Le Passeur
La brume s’était épaissie peu avant l’aube, s’étalant sur les eaux comme une nappe de cendre. Le silence était si profond qu’on aurait pu croire le monde endormi pour de bon. Seule la respiration lente du fleuve rappelait que quelque chose, quelque part, continuait de vivre.
Puis je le vis.
La barque glissait sur l’eau, surgissant du néant comme un souvenir oublié. Elle avançait sans bruit, portée par un courant que je ne ressentais pas. À son bord se tenait le batelier. Grand, droit, enveloppé dans une cape sombre, il semblait faire corps avec l’embarcation. Ses gestes étaient lents, mesurés, comme dictés par une mémoire ancienne. Il maniait sa perche avec la gravité d’un prêtre officiant.
La barque s’approcha de la berge où je me tenais, seul, pieds nus sur le sable froid. Elle pivota lentement, dans un demi-tour silencieux, et vint s’immobiliser à quelques centimètres de moi. Il n’y avait pas de chaîne, pas d’ancre. Rien ne la retenait, sinon la volonté du passeur.
Je restai un instant figé. Mon cœur ne battait plus. Ou alors il battait autrement. L’émotion qui me traversait n’était ni peur, ni tristesse. C’était une sorte de reconnaissance : j’étais attendu.
Je montai à bord.
Le bois de la barque était lisse et ancien. Il vibrait d’une chaleur sourde, comme s’il avait été taillé dans un arbre qui rêvait encore. Le passeur ne dit rien. Il se contenta d’un léger signe de tête, et le voyage commença.
Nous avons dérivé longtemps. Le fleuve s’élargissait à mesure que nous avancions, et les contours du monde s’effaçaient derrière nous. Plus de ciel. Plus de terre. Juste cette mer de brume, mouvante et douce, et la barque qui glissait.
Parfois, j’entendais des murmures. Des échos d’anciens jours, des rires, des larmes, des noms prononcés dans d’autres vies. Le fleuve semblait les porter avec lui, comme un vieux conteur qui ne veut rien oublier.
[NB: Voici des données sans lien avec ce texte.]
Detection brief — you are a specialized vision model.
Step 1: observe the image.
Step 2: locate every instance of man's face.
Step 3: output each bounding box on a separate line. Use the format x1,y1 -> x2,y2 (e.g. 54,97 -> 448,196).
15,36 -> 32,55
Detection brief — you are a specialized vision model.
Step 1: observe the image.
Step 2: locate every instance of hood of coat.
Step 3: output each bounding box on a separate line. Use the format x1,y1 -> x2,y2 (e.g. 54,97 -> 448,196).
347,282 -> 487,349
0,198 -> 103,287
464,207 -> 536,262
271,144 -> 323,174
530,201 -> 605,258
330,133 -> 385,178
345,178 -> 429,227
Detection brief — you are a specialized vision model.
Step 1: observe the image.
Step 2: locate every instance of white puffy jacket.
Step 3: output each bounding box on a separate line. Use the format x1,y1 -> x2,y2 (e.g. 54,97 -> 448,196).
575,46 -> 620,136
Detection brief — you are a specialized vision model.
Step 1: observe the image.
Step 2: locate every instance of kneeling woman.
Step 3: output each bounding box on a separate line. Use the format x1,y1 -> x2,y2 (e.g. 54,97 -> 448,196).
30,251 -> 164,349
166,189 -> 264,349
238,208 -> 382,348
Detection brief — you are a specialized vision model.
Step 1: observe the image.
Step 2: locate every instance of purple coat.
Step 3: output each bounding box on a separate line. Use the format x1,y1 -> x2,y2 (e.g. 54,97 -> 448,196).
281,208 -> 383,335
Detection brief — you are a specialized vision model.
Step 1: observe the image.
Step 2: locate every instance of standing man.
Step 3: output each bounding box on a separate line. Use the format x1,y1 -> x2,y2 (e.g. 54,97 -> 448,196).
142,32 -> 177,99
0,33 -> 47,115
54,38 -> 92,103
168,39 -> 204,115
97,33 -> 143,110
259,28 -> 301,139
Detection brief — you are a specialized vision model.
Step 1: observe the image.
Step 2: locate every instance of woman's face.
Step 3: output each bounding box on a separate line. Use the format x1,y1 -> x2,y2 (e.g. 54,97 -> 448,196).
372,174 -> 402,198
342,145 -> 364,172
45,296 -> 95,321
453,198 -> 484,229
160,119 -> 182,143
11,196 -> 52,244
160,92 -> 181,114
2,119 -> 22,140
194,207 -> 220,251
— Où allons-nous ? osai-je demander.
Le passeur tourna lentement la tête vers moi. Ses yeux étaient pâles, mais pleins de calme. Il ne parla pas, mais une voix résonna dans mon esprit, douce et grave à la fois :
— Tu vas là où tu es.
Je ne compris pas. Pas encore.
La lumière changeait. Elle ne venait ni du ciel, ni d’une source précise. C’était une clarté intime, qui semblait naître en moi, à mesure que je me délestais. Mes souvenirs me quittaient sans douleur. Je ne les perdais pas : je les déposais, un à un, comme des habits devenus trop lourds.
Et peu à peu, je sentis quelque chose en moi s’élargir.
La rive apparut enfin.
Elle n’était pas ce que j’attendais. Ni citadelle de pierre, ni porte dorée. C’était une terre douce, ondulée de collines, où des arbres aux feuillages argentés bruissaient sous une brise tiède. Une lumière dorée baignait le paysage, vibrante et mouvante, comme si le temps lui-même y respirait différemment.
La barque toucha la rive sans heurt.
Le passeur me tendit la main pour m’aider à descendre. Ses doigts étaient rugueux mais chaleureux. Au moment où mes pieds touchèrent le sol, je sentis une pulsation : la terre vivait, elle aussi. Pas comme le monde que j’avais quitté. Ici, tout semblait… conscient. Présent.
Je me retournai vers lui.
— Est-ce ici… la fin ? demandai-je, d’une voix plus fluide qu’elle ne l’avait jamais été.
Il me regarda longtemps. Puis il parla, vraiment cette fois, et sa voix était celle du vent, de l’eau, et de la nuit réunis.
— Non. Ce n’est pas la fin. C’est l’en-deçà. Le monde que tu as connu était une porte. Ce que tu laisses derrière n’est pas perdu, mais intégré. Tu n’as pas cessé d’exister. Tu es devenu.
— Devenu quoi ?
Un mince sourire effleura ses lèvres.
— Toi-même.
Je n’eus pas besoin d’autre réponse. Le sentier s’ouvrit devant moi, serpentant entre les collines. À chaque pas, je sentais la vie affluer, nouvelle et ancienne à la fois. Les perceptions s’aiguisaient, non plus liées aux sens, mais à l’être. Je comprenais sans analyser, ressentais sans peur.
Derrière moi, la barque s’éloignait déjà, emportant le passeur vers d’autres rives, d’autres âmes à accompagner. Il ne se retourna pas. Il n’en avait pas besoin.
Je respirai profondément.
Et je marchai.
Vers un monde sans nom, mais que je reconnaissais déjà.
Vers ce commencement qu’on appelle parfois… la fin.